Japanese filmmaker Sho Miyake has developed a reputation for the “radical compassion” of his output, and Two Seasons, Two Strangers (2025) is another earnest and reflexive piece, adapted from the manga Mr. Ben and His Igloo, A View of the Seaside by Yoshiharu Tsuge. The two-pronged plot of the movie invites the audience to query what it sees, specifically to interrogate the levels of mediation — what is truth translated into fiction, and vice versa — that constitute Li’s being and experience. Her equivalent stranger is a cynical innkeeper, Benzo (Shinichi Tsutsumi), who has separated from his wife and young child, and who appears generally mournful of his lot. His thesis on the artistic process is therefore a straightforward one: “A good work is how well it depicts human sadness.”
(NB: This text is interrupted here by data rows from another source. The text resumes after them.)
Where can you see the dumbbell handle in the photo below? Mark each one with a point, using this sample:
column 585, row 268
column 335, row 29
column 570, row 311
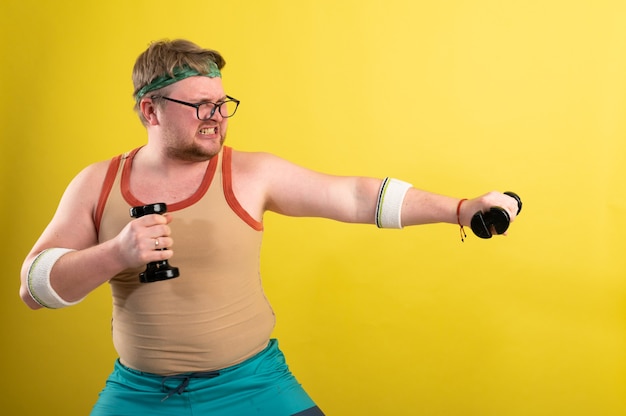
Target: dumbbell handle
column 156, row 270
column 496, row 219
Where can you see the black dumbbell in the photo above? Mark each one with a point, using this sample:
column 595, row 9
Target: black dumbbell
column 496, row 219
column 156, row 270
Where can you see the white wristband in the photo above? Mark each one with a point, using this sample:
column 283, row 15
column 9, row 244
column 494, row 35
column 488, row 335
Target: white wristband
column 389, row 204
column 39, row 286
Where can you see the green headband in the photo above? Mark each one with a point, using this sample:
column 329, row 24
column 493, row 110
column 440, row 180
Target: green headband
column 179, row 73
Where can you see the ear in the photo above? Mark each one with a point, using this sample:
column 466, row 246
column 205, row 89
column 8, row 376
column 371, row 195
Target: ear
column 149, row 111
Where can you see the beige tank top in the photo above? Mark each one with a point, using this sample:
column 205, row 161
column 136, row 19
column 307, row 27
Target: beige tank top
column 215, row 314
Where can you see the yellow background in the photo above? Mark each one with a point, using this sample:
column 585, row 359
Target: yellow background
column 458, row 97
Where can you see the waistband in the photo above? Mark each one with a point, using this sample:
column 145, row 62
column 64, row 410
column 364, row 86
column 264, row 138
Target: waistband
column 247, row 367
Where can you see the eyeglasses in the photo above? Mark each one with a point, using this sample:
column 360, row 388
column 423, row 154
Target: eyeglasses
column 205, row 110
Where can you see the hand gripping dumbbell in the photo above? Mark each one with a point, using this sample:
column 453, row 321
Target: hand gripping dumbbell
column 496, row 219
column 156, row 270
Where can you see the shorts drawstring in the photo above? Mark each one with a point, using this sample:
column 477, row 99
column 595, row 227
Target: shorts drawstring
column 186, row 378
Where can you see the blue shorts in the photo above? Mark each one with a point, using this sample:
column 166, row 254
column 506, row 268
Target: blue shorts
column 261, row 385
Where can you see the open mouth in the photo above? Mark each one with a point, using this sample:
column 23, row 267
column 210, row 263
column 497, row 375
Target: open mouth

The pair’s interactions are intended to mirror, amplify and augment those of Li’s initial creation, and the latter segment of the film is far more stimulating and intriguing as a result. My assumption is that Miyake intends this distinction, and by creating this divide in how the stories are told, he is gesturing to a psychic connection between what Li can merely imagine and what she can actually experience. Shim, a Korean actor, is outstanding as the protagonist, conveying an entire shuttered world of existence in a pause or glance. It’s a sophisticated performance, and the glorious shot of her glasses misting in a bowl of ramen captures the alert, appealing image-making that characterises the second half of this wistful, intricate drama.
Joseph Owen, occasional film critic, is a research fellow at the University of Southampton.